A 1ª Câmara Criminal do Tribunal de Justiça do Rio de Janeiro condenou, por unanimidade, um homem, pelo crime de ameaça praticado contra sua ex-companheira, em contexto de violência doméstica e familiar.

De acordo com os autos, o réu abordou a vítima na rua, na presença do filho menor, e a ameaçou, dizendo que “iria pegá-la de murro”, caso ela fosse à delegacia. O episódio ocorreu após um desentendimento entre o casal e foi enquadrado como forma de violência psicológica contra a mulher. Em primeira instância, o acusado foi absolvido pelo juiz, com base no art. 386, inciso 7º, do Código Penal. Inconformado, o Ministério Público recorreu, pedindo a reforma da sentença, para que o réu fosse condenado nas penas do artigo 147, § 1º, do mesmo Código. A defesa opinou, alegando cerceamento de defesa, fragilidade das provas e atipicidade da conduta, além de questionar a ausência de exame toxicológico, sob a justificativa de suposta dependência alcoólica do réu.

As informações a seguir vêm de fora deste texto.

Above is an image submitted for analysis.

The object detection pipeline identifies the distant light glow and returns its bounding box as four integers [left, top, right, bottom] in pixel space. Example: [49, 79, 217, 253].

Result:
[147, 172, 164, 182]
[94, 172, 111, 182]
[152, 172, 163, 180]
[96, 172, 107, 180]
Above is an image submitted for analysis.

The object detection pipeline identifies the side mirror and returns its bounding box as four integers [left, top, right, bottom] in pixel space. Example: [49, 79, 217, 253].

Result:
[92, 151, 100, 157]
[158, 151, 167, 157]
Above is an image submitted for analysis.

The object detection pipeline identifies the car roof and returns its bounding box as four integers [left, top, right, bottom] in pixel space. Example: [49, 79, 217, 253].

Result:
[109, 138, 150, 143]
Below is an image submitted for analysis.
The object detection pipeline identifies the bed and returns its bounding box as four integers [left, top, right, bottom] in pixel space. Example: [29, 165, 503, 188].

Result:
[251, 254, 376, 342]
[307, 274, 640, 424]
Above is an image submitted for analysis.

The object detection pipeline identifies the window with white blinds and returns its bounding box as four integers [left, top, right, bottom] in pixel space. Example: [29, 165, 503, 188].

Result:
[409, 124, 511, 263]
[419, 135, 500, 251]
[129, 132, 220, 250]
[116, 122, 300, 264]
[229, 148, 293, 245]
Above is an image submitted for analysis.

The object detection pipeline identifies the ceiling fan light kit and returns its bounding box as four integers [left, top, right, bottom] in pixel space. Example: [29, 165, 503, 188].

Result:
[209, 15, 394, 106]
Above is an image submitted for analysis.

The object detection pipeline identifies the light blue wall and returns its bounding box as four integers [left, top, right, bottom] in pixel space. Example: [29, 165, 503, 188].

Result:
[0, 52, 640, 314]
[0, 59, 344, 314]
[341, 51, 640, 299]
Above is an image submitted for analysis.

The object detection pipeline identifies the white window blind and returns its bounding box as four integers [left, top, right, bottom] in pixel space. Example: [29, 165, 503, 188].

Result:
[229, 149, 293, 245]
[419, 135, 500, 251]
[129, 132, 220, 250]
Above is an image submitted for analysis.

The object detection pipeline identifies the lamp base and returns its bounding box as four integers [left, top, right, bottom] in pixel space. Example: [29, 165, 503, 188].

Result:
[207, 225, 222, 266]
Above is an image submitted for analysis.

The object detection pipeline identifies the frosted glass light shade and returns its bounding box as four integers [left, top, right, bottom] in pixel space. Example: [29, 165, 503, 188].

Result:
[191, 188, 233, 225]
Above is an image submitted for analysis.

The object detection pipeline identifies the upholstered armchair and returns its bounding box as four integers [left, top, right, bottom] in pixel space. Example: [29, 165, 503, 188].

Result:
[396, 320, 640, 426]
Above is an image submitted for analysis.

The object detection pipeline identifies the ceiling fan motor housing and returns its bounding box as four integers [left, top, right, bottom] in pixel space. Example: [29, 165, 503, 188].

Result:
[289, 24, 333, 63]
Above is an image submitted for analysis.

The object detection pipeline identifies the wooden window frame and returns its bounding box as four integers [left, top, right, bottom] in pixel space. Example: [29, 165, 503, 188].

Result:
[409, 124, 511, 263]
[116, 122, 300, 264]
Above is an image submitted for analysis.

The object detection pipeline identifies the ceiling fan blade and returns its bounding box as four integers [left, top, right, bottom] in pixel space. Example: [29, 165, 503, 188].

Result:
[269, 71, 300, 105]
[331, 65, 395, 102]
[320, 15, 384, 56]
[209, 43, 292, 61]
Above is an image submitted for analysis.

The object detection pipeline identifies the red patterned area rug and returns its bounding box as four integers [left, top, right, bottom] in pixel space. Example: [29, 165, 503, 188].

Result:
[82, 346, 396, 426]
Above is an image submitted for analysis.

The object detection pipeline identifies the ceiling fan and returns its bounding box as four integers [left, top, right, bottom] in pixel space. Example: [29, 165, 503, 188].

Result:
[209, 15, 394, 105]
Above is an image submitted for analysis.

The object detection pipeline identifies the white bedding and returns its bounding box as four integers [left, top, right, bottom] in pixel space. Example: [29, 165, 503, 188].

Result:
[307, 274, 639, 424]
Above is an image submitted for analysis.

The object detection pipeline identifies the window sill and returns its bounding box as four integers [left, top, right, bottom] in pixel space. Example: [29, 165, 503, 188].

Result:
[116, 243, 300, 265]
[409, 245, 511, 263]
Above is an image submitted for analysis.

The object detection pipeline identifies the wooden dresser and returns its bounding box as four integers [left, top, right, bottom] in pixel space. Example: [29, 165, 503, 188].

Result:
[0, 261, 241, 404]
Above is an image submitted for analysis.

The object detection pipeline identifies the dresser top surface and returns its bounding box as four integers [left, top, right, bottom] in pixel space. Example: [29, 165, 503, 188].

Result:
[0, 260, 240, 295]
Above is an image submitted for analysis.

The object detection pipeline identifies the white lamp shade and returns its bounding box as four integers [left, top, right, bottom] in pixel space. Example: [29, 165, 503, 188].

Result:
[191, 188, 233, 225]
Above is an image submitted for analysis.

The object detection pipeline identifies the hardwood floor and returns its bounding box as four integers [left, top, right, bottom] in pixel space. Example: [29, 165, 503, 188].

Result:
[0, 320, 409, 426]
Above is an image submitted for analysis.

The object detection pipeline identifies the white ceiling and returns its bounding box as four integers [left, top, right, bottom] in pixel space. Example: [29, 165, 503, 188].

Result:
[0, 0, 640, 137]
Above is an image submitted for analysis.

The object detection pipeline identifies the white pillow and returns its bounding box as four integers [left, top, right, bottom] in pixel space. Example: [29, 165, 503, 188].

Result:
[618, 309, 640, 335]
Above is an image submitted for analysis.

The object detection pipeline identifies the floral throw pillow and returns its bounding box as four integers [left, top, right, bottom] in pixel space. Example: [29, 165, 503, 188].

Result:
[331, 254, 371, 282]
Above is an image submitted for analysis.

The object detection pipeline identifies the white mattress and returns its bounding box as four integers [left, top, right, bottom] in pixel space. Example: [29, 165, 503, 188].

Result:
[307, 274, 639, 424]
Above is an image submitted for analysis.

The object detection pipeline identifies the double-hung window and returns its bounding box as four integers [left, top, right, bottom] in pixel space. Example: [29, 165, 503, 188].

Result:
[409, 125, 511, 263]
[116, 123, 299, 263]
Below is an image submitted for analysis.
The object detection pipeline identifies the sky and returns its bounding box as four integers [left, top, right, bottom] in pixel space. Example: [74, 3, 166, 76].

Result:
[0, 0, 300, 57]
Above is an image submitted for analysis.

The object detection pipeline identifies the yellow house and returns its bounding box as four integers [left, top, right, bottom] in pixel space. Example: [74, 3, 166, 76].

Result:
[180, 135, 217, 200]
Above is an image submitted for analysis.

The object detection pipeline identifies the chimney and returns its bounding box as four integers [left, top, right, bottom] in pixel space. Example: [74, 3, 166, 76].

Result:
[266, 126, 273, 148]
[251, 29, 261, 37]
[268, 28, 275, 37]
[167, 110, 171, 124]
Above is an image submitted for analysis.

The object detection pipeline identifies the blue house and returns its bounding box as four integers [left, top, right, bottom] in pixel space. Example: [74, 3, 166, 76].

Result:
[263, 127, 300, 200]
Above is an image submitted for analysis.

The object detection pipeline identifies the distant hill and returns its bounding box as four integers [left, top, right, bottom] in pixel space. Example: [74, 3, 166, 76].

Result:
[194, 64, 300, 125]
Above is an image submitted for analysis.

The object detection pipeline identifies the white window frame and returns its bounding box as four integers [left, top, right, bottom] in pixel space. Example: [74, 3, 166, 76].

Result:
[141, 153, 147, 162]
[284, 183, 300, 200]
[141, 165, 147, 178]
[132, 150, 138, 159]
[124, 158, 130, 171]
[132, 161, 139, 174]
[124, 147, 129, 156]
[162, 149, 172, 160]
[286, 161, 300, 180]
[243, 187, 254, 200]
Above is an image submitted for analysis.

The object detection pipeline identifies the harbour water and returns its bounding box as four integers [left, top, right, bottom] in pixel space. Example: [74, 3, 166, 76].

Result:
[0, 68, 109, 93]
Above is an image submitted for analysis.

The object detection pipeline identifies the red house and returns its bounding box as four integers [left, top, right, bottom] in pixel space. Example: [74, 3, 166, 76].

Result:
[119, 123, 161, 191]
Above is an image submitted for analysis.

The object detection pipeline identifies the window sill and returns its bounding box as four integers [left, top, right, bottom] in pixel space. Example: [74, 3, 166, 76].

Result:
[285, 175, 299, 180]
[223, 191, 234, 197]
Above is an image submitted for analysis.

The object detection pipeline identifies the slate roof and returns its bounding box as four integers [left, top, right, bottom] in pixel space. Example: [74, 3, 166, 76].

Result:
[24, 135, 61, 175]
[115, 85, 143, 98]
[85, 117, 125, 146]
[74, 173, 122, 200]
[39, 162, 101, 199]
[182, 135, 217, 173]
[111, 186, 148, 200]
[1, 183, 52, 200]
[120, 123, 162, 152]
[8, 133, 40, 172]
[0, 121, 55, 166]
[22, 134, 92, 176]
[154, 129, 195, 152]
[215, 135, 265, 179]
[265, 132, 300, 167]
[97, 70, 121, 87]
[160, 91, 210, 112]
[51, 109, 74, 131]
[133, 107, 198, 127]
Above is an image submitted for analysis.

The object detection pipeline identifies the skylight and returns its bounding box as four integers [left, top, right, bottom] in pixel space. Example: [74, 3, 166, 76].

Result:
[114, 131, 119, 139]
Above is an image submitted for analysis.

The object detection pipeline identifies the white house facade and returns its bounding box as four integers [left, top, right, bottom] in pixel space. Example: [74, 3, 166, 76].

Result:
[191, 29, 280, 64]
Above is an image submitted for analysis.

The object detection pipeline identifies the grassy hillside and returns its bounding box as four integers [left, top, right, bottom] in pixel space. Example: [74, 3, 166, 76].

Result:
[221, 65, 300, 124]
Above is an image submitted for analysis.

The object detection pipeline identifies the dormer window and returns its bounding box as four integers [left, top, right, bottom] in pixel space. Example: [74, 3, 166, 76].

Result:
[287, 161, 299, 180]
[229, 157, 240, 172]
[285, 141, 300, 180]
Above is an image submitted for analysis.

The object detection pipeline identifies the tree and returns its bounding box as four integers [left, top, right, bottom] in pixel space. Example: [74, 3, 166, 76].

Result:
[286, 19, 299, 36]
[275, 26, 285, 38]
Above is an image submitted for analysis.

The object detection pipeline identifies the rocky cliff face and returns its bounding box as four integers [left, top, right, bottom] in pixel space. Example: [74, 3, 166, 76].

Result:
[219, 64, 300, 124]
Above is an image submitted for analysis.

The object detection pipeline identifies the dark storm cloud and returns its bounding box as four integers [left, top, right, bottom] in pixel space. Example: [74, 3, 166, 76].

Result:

 Em seu voto, a relatora, a desembargadora Denise Vaccari Machado Paes, rejeitou as alegações defensivas, destacando que a embriaguez voluntária não exclui a responsabilidade penal, conforme o artigo 28, inciso II, do Código Penal, e ressaltou que os depoimentos da vítima, de testemunhas e de policiais foram suficientes para comprovar a autoria e a materialidade do crime. A magistrada também enfatizou a credibilidade das provas produzidas e a configuração da conduta como forma de intimidação e violência psicológica no âmbito doméstico. Nesse sentido, destacou que o Superior Tribunal de Justiça aprovou o Enunciado nº 13, da Edição 41, da publicação periódica Jurisprudência em Teses, segundo o qual, nos crimes praticados no âmbito doméstico e familiar, a palavra da vítima tem especial relevância para fundamentar o recebimento da denúncia e a condenação, pois normalmente esses delitos são cometidos sem testemunhas.

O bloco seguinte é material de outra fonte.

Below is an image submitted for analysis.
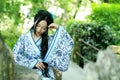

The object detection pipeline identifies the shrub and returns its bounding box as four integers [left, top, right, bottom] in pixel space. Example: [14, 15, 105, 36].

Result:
[88, 3, 120, 45]
[66, 20, 116, 67]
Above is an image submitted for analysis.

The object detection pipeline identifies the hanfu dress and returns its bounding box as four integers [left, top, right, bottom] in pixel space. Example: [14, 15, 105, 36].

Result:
[13, 26, 73, 80]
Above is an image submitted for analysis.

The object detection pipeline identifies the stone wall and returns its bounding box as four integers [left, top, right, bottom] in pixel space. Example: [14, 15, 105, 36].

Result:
[80, 48, 120, 80]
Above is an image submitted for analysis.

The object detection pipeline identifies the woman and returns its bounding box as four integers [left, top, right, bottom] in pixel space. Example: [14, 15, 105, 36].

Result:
[13, 10, 73, 80]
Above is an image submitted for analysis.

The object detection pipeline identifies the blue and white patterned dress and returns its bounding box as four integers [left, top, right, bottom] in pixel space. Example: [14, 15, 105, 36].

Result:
[13, 27, 73, 80]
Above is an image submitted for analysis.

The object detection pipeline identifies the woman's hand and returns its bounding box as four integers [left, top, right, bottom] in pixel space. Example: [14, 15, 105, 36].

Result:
[35, 62, 46, 70]
[48, 23, 58, 29]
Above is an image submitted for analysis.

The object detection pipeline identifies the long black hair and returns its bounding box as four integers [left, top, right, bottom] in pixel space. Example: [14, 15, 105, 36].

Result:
[31, 10, 54, 76]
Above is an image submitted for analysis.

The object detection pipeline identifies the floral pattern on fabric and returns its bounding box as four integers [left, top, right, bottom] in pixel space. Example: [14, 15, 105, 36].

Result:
[44, 27, 73, 71]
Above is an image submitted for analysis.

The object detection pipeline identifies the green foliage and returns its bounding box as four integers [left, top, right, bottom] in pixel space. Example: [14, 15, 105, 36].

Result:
[66, 20, 116, 67]
[1, 27, 21, 49]
[89, 4, 120, 44]
[109, 0, 120, 4]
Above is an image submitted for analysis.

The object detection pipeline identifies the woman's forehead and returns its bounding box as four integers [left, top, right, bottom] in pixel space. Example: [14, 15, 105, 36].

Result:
[38, 20, 47, 27]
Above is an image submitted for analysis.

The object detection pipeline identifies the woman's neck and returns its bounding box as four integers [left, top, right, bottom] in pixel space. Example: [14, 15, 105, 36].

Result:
[32, 32, 41, 42]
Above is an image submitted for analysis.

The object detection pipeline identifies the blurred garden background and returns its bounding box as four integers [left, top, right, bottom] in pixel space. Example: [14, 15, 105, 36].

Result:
[0, 0, 120, 71]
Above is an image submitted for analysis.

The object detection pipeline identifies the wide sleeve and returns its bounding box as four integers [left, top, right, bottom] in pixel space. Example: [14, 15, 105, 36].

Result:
[13, 34, 29, 67]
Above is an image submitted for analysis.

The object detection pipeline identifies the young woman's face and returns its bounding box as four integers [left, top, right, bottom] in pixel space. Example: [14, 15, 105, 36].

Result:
[36, 20, 47, 35]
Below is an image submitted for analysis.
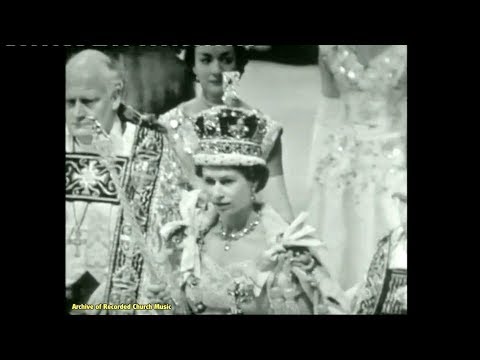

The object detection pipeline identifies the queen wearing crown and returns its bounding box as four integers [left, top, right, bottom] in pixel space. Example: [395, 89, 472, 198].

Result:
[158, 45, 293, 221]
[135, 91, 348, 315]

Por fim, a desembargadora votou, no sentido de condenar o réu pelo crime de ameaça à pena de 2 meses de detenção, no regime inicial aberto, com suspensão da pena pelo prazo de 2 anos, nos termos dos artigos 77 e 78, § 2º, alíneas “b” e “c”, do Código Penal, e impôs, ainda, ao réu, o pagamento de indenização em favor da vítima, no valor de 1 salário-mínimo, vigente à época da prática do crime. O voto foi acompanhado pelos demais membros do colegiado.

A decisão foi publicada no Ementário de Jurisprudência Criminal n° 4/2026, disponibilizado no Portal do Conhecimento do TJRJ.